Der Mainzer Covid-19-Impfstoffhersteller hat im dritten Quartal noch mehr verdient als erwartet. Deshalb hebt der Pfizer-Partner seine Prognose für das Gesamtjahr weiter an.

Die anhaltende Corona-Pandemie beschert dem Mainzer Impfstoffhersteller BioNTech Milliardengewinne. So hat das Unternehmen allein in den drei Sommermonaten zwischen Juli und September einen Nettogewinn von rund 3,2 Milliarden Euro erwirtschaftet. Branchenbeobachter hatten mit 2,5 Milliarden Euro gerechnet. Vor einem Jahr waren noch Verluste von rund 210 Millionen angefallen.

Allerdings ist auch der Umsatz gut eine Milliarde Euro höher aus gefallen als erwartet. Die Erlöse erreichten gut sechs Milliarden Euro, nach 67,5 Millionen Euro im Vorjahreszeitraum. Zwischen Januar und Ende September lag der Umsatz bei 13,44 Milliarden Euro.

Prognose angehoben

Wegen der guten Zahlen folgt BioNTech seinem amerikanischen Partner Pfizer und erwartet auch für das Gesamtjahr deutlich bessere Zahlen als bisher. Für 2021 prognostiziert das Mainzer Unternehmen nun Verkaufserlöse mit dem Corona-Vakzin von rund 16 bis 17 Milliarden Euro statt von bislang 15,9 Milliarden. Die Prognose basiert nun auf derzeit unterzeichneten Lieferverträgen über bis zu 2,5 (zuvor rund 2,2) Milliarden Impfdosen in diesem Jahr. Insgesamt wollen BioNTech und Pfizer bis Jahresende weiterhin bis zu drei Milliarden Dosen herstellen. Für das kommende Jahr streben sie eine Produktionskapazität von bis zu vier Milliarden Dosen an.

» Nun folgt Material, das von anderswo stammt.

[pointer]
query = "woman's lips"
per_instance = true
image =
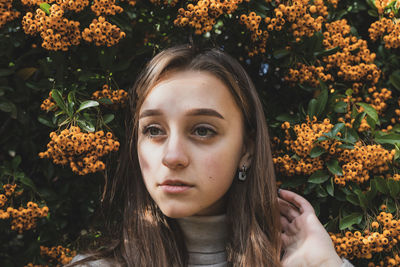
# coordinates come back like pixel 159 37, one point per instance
pixel 175 186
pixel 174 189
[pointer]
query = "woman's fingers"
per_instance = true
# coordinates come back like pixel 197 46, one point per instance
pixel 288 227
pixel 287 209
pixel 301 203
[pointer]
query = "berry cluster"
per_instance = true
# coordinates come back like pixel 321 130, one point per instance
pixel 81 150
pixel 300 17
pixel 252 22
pixel 354 61
pixel 387 28
pixel 310 75
pixel 106 7
pixel 117 97
pixel 307 133
pixel 57 254
pixel 382 4
pixel 76 6
pixel 171 3
pixel 101 32
pixel 57 32
pixel 25 218
pixel 6 12
pixel 48 104
pixel 361 160
pixel 8 191
pixel 364 245
pixel 203 15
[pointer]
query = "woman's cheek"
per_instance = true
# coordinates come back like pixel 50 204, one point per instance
pixel 144 158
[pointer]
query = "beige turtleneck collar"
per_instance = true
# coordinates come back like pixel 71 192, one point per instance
pixel 205 238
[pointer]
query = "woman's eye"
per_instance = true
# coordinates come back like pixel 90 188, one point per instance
pixel 202 131
pixel 151 131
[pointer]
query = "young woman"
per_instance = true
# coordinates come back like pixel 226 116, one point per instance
pixel 196 181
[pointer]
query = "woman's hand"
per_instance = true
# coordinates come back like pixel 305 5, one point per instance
pixel 305 240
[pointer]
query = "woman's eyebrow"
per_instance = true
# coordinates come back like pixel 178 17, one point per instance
pixel 191 112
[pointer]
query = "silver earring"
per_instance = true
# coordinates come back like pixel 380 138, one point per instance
pixel 242 173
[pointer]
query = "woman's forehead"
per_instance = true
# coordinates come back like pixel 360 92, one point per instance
pixel 186 90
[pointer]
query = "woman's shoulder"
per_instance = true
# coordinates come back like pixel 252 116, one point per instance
pixel 93 263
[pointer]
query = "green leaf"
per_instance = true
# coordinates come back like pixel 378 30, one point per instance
pixel 394 79
pixel 6 72
pixel 340 107
pixel 312 108
pixel 317 151
pixel 362 198
pixel 56 95
pixel 330 188
pixel 353 199
pixel 46 122
pixel 334 168
pixel 349 220
pixel 373 13
pixel 318 177
pixel 371 193
pixel 87 104
pixel 385 138
pixel 15 162
pixel 337 128
pixel 105 100
pixel 45 7
pixel 87 126
pixel 321 193
pixel 108 118
pixel 281 53
pixel 381 185
pixel 26 181
pixel 9 107
pixel 321 100
pixel 370 111
pixel 394 188
pixel 350 135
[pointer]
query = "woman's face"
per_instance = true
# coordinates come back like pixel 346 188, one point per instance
pixel 190 143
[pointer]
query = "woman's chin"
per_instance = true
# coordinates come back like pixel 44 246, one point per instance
pixel 176 213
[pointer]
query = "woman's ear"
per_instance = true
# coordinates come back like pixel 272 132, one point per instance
pixel 247 153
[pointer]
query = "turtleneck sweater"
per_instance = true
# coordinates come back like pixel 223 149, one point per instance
pixel 205 238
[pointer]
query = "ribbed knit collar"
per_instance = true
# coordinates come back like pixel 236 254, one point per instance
pixel 205 238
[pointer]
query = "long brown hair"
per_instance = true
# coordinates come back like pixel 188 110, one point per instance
pixel 146 237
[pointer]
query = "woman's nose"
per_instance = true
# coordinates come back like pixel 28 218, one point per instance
pixel 175 155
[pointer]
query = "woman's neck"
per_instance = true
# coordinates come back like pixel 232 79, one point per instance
pixel 205 238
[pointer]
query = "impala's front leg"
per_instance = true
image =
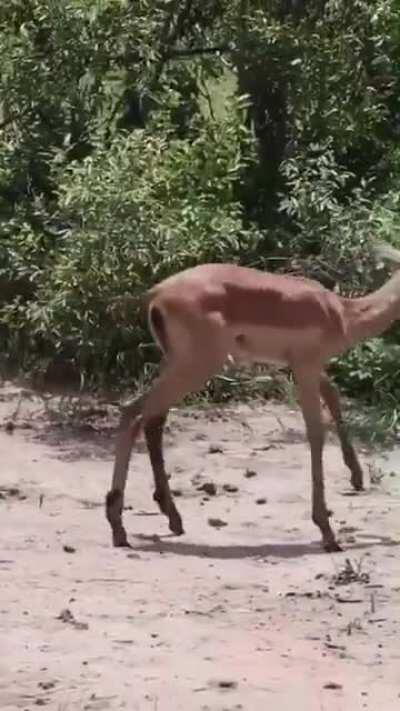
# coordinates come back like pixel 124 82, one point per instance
pixel 309 396
pixel 153 432
pixel 130 426
pixel 330 396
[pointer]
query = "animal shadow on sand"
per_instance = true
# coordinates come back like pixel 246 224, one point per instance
pixel 166 544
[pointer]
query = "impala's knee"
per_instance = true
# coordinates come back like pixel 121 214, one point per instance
pixel 114 503
pixel 163 501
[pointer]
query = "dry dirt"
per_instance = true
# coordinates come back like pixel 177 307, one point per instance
pixel 250 615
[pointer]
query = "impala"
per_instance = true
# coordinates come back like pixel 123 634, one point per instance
pixel 202 316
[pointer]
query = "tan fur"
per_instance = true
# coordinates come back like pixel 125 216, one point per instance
pixel 206 315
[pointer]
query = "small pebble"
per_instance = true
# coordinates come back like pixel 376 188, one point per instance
pixel 209 488
pixel 217 522
pixel 215 449
pixel 230 488
pixel 69 549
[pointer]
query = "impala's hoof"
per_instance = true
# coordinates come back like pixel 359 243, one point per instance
pixel 120 540
pixel 332 547
pixel 175 524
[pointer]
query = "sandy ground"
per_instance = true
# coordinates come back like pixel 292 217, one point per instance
pixel 250 615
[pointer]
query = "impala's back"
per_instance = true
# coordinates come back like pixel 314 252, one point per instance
pixel 251 315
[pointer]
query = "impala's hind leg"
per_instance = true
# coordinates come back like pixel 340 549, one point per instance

Pfizer hatte jüngst seine Umsatzprognose für das Vakzin auf 36 Milliarden Dollar in diesem Jahr angehoben - von zuvor 33,5 Milliarden - und erwartet weitere 29 Milliarden Umsatz 2022. BioNTech fuhr im dritten Quartal dank des Impfstoff-Geschäfts einen Umsatz von insgesamt 6,08 Milliarden Euro ein nach 67,5 Millionen vor Jahresfrist. Der Nettogewinn belief sich auf 3,2 Milliarden nach einem Verlust von 210 Millionen Euro im Vorjahreszeitraum.

Geldregen für die Stadt Mainz

Der Erfolg des Corona-Impfstoffherstellers eröffnet der Stadt Mainz einen ungeahnten Geldregen. Anstelle eines geplanten Minus von 36 Millionen Euro werde der Haushalt der rheinland-pfälzischen Landeshauptstadt am Jahresende voraussichtlich einen Überschuss in Höhe von 1,09 Milliarden Euro verzeichnen, kündigte Finanzdezernent Günter Beck (Grüne) an. "Diese Entwicklung ist sensationell." Für 2022 sei ein Plus in Höhe von 490,8 Millionen Euro zu erwarten. Damit könne die Landeshauptstadt ihre Kassenkredite in Höhe von rund 634 Millionen Euro bezahlen und gelte bis Ende nächsten Jahres als schuldenfrei.